The Illinois Appellate Court has agreed to hear arguments by Northern Petrochemical Co., a subsidiary of Enron Corp., challenging an award of weekly compensation benefits for life to a former employee who suffers from an occupational disease caused by his exposure to toxic chemicals in the workplace.

Douglas Fifer, formerly of Marseilles, Ill., was exposed to toxic chemicals in 1984 while employed by Northern Petrochemical in Morris, Ill. Based on medical evidence, the Illinois Industrial Commission found that Fifer's chemical exposure compromised his immune system, rendering him wholly and permanently disabled.

The commission awarded Fifer the sum of $390.67 per week for life for total disability under the Illinois Workers' Occupational Diseases Act. Fifer's weekly benefit is based upon two-thirds of his weekly wage at the time of his chemical exposure.

Northern Petrochemical appealed the compensation award to the Circuit Court of Will County, but Judge Herman Haase dismissed the appeal on July 31, 2002.

Northern Petrochemical filed a Notice of Appeal to the Illinois Appellate Court on August 30, 2002. The court received legal briefs from attorneys representing Northern Petrochemical and Fifer. Oral arguments are scheduled for Sept. 11 before the Appellate Court in Springfield.

Attorney Marc A. Perper of the law offices of Horwitz, Horwitz & Associates, Ltd. represents Fifer. According to Perper, "Every single doctor who treated Mr. Fifer agreed that his immune suppression was caused by toxic chemical exposure in the workplace. His blood work revealed a diminished T-cell helper/suppressor ratio, which constitutes evidence of immune suppression."

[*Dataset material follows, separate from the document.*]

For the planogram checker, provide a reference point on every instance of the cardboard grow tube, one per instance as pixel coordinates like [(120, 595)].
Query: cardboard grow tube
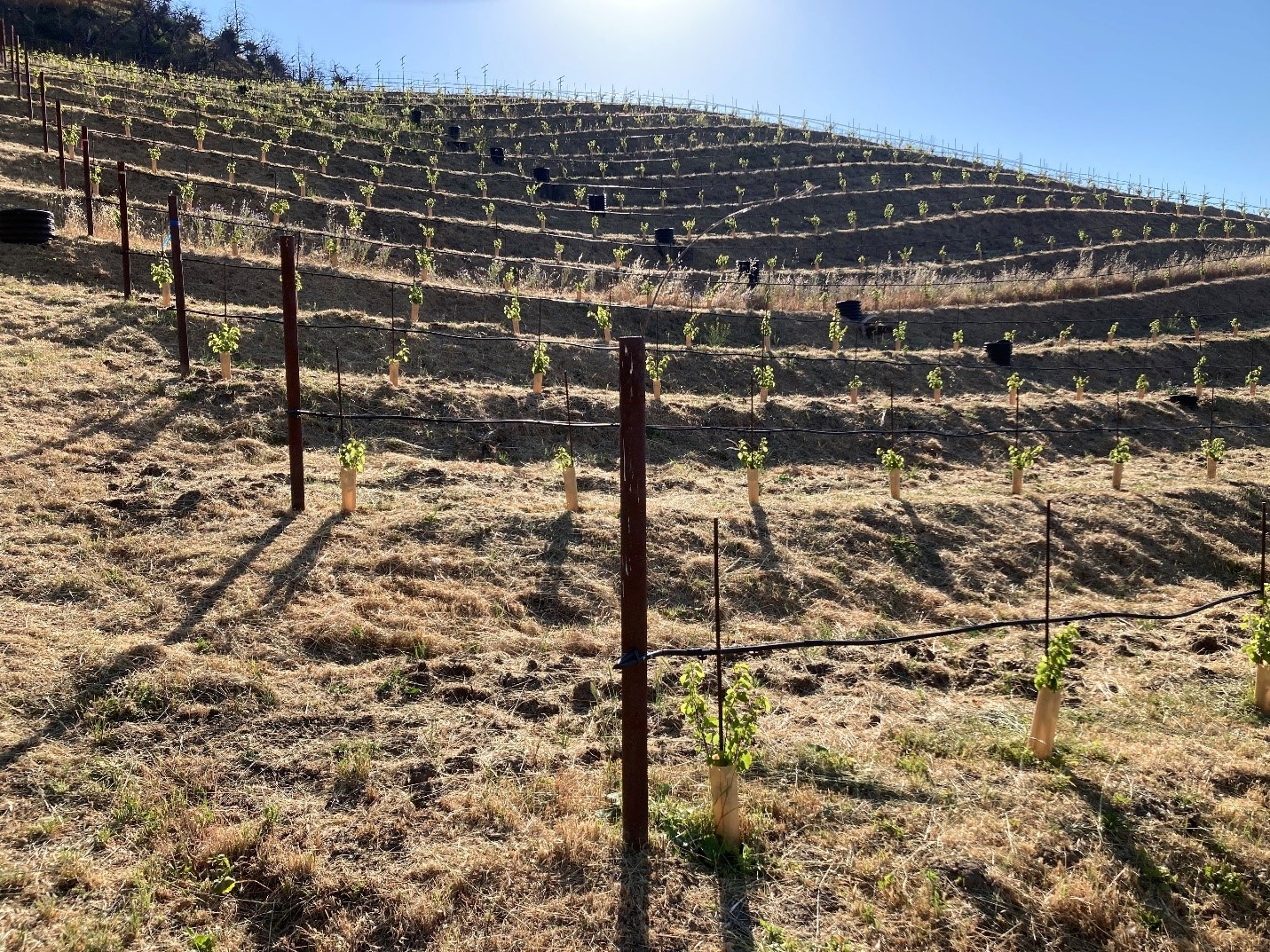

Perper cites research at the National Institutes of Health that has documented a clear relationship between immune suppression and contact with petroleum distillates such as those to which Fifer was exposed.

Northern Petrochemical hired its own medical expert, who, according to Perper, is a toxicologist who does a great deal of consulting work and lobbying on behalf of the chemical industry. The toxicologist claimed Fifer is not immune-suppressed, and he denied the chemicals to which Fifer was exposed could even cause immune suppression.

Perper points out the toxicologist never examined Mr. Fifer, and never even commented on the medical literature from NIH. The Industrial Commission relied on the testimony of the treating physician to render its decision.

Perper explained that compensation to Fifer for his occupational disease, while important, is only one of two goals of the legal case. "Monetary compensation for those who become ill or injured due to their work activities is a vital purpose of our workers' compensation laws," said Perper. "But a second, equally important purpose of the law is to encourage every employer to make its workplace safe. In this case, Mr. Fifer was not the only Northern Petrochemical employee who became ill after being exposed to toxic chemicals."

Over $370,000.00 plus interest has accrued to date on Fifer's compensation award. Compensation will continue to accrue at a rate of $390.67 per week. Aside from his lifetime compensation award, Fifer's only income consists of Social Security Disability and a long-term disability benefit he receives from Enron.